Stand: 07.09.2023 18:19 Uhr

Eigentlich wollen die Ministerpräsidentinnen und -präsidenten Druck auf die Bundesregierung ausüben. Doch unbewusst schieben sie die Schuld für die schwächelnde Wirtschaft auch der EU zu - und das zu Unrecht.

Es ist zwar keineswegs ihre Absicht, aber die Ministerpräsidentinnen und -präsidenten aus Deutschland schieben Europa und Brüssel trotzdem irgendwie den schwarzen Peter zu. Bedeutungsschwer haben sie ihre Konferenz in Brüssel abgehalten, mit EU-Kommissarin Ursula von der Leyen und einigen ihrer Kommissare gesprochen und diverse Statements vor EU-Kulisse abgegeben. Die Botschaft: Nehmt uns und unsere Interessen endlich ernst.  

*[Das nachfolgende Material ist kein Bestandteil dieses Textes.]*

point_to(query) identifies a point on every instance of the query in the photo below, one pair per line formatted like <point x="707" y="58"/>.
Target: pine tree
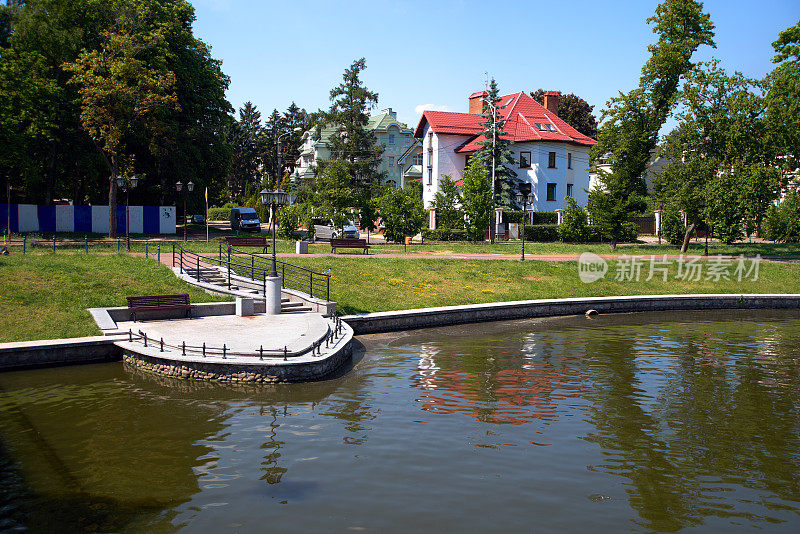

Als ob die EU das bisher nicht gemacht hätte. Um das klar zu stellen: Der sogenannte Green-Deal, das Ziel der Klimaneutralität bis 2050, dient ja nicht dazu, irgendwen in Europa kleinzukriegen oder auch nur zu schwächen. Sondern im Gegenteil: Europa und ja - auch und gerade die europäischen Regionen - stärker zu machen. Also auch die Bundesländer. Weil dieser Green-Deal nämlich die Voraussetzung ist, um künftig im internationalen Wettbewerb mitzuhalten, um unabhängig von fossiler Energie zu werden und um neue unternehmerische Ideen und neues Wachstum auf den Weg zu bringen. 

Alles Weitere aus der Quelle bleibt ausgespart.